Have you has the algae outbreak before you started using the root tabs?
I have noticed an increase of staghorn algae in my tank since I started using the seachem root tabs.

Maybe dosing excel might help you. This will increase the growth, thus absorbtion of extra nutrients and kill some of the algae.

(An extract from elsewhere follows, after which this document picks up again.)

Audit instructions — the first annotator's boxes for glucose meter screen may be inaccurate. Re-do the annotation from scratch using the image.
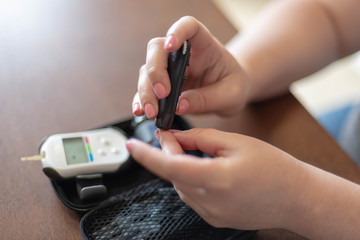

Not familiar with Tropica ferts, but on their website, they warn about algae growth. I use Seachem. More expensive, but it gives the advantage of target dosing.


----------



## vraev (Mar 29, 2012)

TankCla said:


> Have you has the algae outbreak before you started using the root tabs?
> I have noticed an increase of staghorn algae in my tank since I started using the seachem root tabs.
> 
> Maybe dosing excel might help you. This will increase the growth, thus absorbtion of extra nutrients and kill some of the algae.
> ...


Hi,

Thanks for the reply. No..I didn't have this severe algae outbreak before the root tabs. I did have some stag horn hanging on to the top edge of the rock and green spot on the pinnatafida leaves, but the Rotala was always clean.

I turned down the light duration from 8 to 7.5h. I did a 50% water change as well. I also dosed with excel at 1.5 capfuls for this 17 gal tank. I don't know if it will help...so let's see.

Thanks

V


----------



## Sivamayca (Sep 11, 2019)

You are dosing only the micro ferts like Iron and Tropica Premium (It doesn't have any Macro elements NPK). Twinstar 600S is a Very strong light and you have to dose Macro Ferts as well. Nutrient imbalance is causing the algae problem in your tank. 

Remove the algae manually as much as possible and remove the affected leaves, then do black out for 5 days. Most of these algae will die off. 

After blackout, start dosing the Macro Ferts. Possibly you have to increase the Co2 level a well from 1 BPS to 1.5 to 2 BPS.


----------